Postol's record as a missile-defense skeptic is well established: The MIT professor famously -- and correctly -- questioned the Army's claims about the effectiveness of the Patriot air defense system, and he's punched holes in a lot of assumptions about how things like Ground-based Midcourse Defense would work. Now he and a colleague are taking aim at the Standard Missile-3 (SM-3), the centerpiece of the Obama administration's revamped missile defense plan.

Last week, Postol and George Lewis, a physicist who is the associate director of the Peace Studies program at Cornell, published a piece in Arms Control Today that questioned the effectiveness and the flight-test record of the SM-3. The pair suggesting that an adversary could easily thwart the interceptor with some simple countermeasures. The critique was picked up by reporters (including my wife) last week, but when the New York Times wrote it up today, it ended up as the top story in the Early Bird, the Pentagon's clipping service. Ouch!

Richard Lehner, MDA's chief spokesman, has now responded with a lengthy blog post that attempts to rebut Postol and Lewis. The main thrust of the argument? The physicists don't know what we know. "Postol and Lewis apparently based their assessment on publicly released photos gleaned from a sensor mounted aboard the SM-3 and postulated what they perceived to be the interceptor’s impact point although they had no access to classified telemetry data showing the complete destruction of the target missiles, or subsequent sensor views of the intercept that were not publicly released so as not to reveal to potential adversaries exactly where the target missile was struck," he wrote.

Lehner also pointed to the system's most famous success: the use of a modified SM-3 system to shoot down a malfunctioning U.S. satellite.

Timing is everything, however.

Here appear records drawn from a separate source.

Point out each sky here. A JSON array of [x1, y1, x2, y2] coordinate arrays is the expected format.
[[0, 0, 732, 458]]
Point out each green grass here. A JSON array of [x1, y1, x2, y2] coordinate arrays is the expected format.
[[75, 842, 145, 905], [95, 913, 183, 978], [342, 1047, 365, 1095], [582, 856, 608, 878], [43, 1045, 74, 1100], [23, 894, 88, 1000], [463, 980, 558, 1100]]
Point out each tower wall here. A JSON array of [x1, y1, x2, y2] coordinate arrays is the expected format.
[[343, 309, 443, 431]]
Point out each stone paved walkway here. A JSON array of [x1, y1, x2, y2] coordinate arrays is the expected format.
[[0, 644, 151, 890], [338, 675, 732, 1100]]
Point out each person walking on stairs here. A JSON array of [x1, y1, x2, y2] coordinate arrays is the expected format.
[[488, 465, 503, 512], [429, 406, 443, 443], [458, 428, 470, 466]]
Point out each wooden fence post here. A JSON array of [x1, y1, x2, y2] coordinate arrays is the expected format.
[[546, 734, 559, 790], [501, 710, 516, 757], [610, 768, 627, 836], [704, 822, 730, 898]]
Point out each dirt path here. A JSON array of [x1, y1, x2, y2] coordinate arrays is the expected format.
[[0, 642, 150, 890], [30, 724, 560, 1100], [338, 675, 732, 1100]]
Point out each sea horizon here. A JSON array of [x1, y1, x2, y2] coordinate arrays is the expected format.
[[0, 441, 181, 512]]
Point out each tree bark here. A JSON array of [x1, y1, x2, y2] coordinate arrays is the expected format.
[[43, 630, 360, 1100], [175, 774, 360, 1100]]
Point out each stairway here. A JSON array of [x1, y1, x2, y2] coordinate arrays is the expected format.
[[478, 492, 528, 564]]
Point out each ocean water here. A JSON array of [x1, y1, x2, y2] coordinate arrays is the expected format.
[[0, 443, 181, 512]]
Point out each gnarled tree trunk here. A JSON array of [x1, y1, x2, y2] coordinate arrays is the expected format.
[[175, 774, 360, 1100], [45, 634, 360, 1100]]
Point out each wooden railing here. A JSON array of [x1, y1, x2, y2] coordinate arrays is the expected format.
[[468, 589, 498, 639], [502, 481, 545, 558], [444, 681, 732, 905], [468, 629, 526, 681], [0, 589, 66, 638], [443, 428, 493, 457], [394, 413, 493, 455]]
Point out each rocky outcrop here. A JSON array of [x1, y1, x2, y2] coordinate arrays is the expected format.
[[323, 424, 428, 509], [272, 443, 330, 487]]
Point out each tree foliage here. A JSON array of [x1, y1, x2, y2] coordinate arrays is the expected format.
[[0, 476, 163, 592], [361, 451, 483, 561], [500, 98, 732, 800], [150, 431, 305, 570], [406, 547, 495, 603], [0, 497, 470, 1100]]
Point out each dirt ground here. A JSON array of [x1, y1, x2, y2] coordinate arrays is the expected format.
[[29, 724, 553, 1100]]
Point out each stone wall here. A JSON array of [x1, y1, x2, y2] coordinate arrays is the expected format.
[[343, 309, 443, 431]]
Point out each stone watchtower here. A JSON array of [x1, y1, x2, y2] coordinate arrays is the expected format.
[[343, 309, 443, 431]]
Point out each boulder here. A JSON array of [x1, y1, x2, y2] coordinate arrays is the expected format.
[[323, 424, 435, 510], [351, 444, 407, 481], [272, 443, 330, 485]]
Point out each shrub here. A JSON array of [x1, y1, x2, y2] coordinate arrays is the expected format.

Back when the administration of George W. Bush was trying to sell a scheme to station missile-defense interceptors in Europe, Postol issued a technical critique that suggested that the system could be used to knock down Russian missiles. MDA scrambled to rebut the physicists' claims. But the plan was eventually tabled. This latest article comes as the Obama administration rejiggers the whole approach to missile defense. MDA’s main focus is now on blocking short- and medium-range ballistic missiles, and it is pouring more money into SM-3 as well as the Army's Terminal High Altitude Area Defense.

It's worth pointing out here that Postol is not categorically opposed to missile defense. Last year, he proposed putting missile-defense interceptors on long-range, stealthy drones as part of a "boost-phase" defense.